Machine Learning and Cyber Security: An Introduction

Mar 04th 2022

Machine Learning and Cyber Security:

An Introduction

 

  By Martin Rupp

Blog Series 2: The Main Concepts of AI and Machine Learning

 

AI is everywhere.

Its usage is most often connected with virtual assistants such as Cortana or Siri for example or with self-driving cars. There isn’t practically any industry where AI has no impact. Most of the time, AI appears as a game changer.

The recent advances in Artificial Intelligence have enabled near-to perfect machine translations from and to almost any language. It allows many software to operate faster and much more efficiently, for example in fraud detection, image recognition, biometrics and in many other areas. However, if there is one domain where AI can make a strong difference, then this is within cyber security.

Looking at the market

Market data reveals that digital threats keep growing exponentially in volume, frequency, and impact. One reason for this is the growing scale of cyberspace that expands the threat surface (IoT, e-commerce, remote work, BYOD, etc.). Everything about professional and personal life is becoming susceptible to cyber risks. (Microsoft Digital Defence Report, October 21)

In addition, cybercrimes are becoming more professional and coordinated.
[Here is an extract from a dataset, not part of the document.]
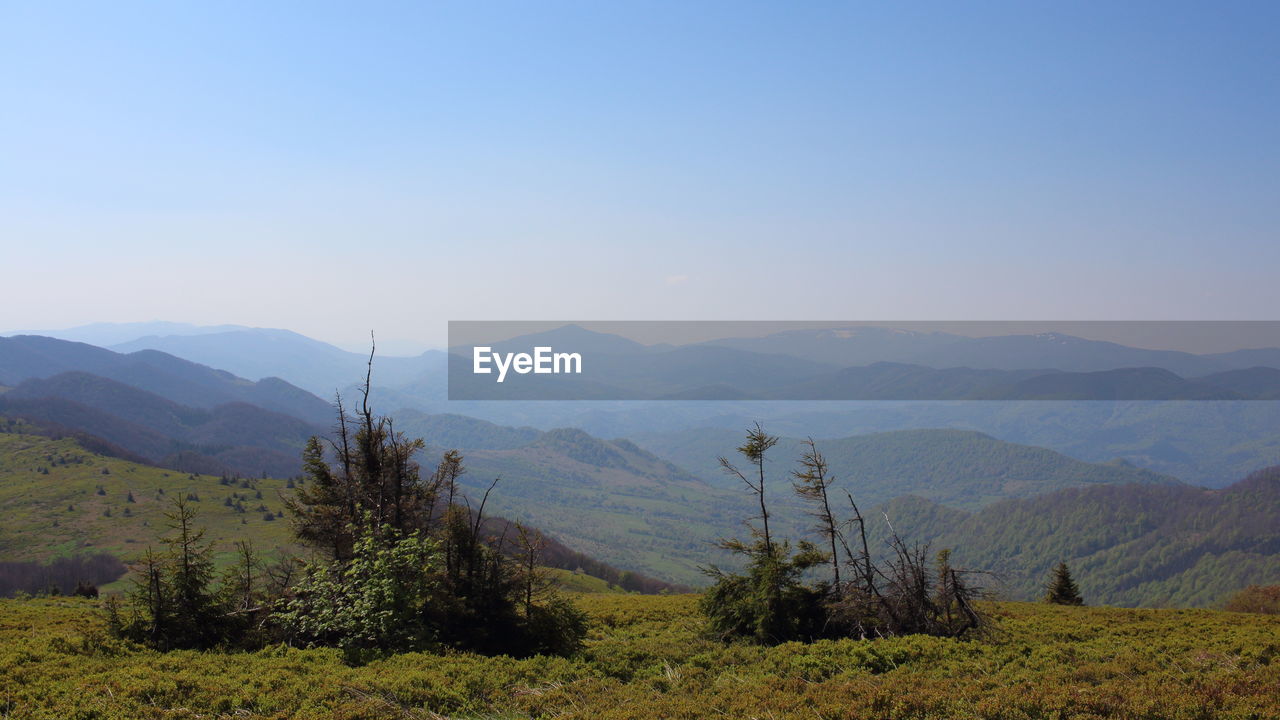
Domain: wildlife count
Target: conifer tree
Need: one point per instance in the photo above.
(1061, 587)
The “as a service” cybercrime model, cloudification of everything and even DevOps used by attackers – along with many other factors such as the rise of cryptocurrencies – enable attackers to accumulate budget and data, to invest in R&D to create more optimized and impactful attacks with higher volume, variety, and velocity.

SOC (Security Operations Center) teams, who already have a heavy workload are unable to deal with this exponential growth on their own. Given the attacker’s professionalisation in terms of speed, scale, precision, and stealth; it’s becoming increasingly challenging to keep-up with this fast-evolving landscape simply relying on traditional rule-based and signature-based systems. This is where AI can enter the game.

The World Economic Forum (WEF) list AI & Machine Learning (ML) as second most important trend to shape cyberspace, stating that “It is critical that the cyber security community quickly prepares to combat fast-emerging AI-enabled attackers, by continuing to evolve technologies and operational capabilities that can match their pace, dynamism and sharpened predictive capabilities. While non-AI risk controls will form an important baseline, this likely means using faster and more dynamic AI-enabled defenses.”

The general background

Cybersecurity was born from the existence of cyberthreats. As the networks developed exponentially over the last 30 years, everything became more and more connected. With the creation of such a new world, cyberspace, a new breed of predators emerged: ruthless ‘hackers’, internet pirates, cybercriminals, creators of malware, digital extortionists, scammers, skinners, and more.

With the necessity to protect the worldwide networks, especially the internet, cyber security became more and more vital.  We all know how omnipresent in our professional digital lives are antiviruses, firewalls, routers, network scanners or databases of vulnerabilities.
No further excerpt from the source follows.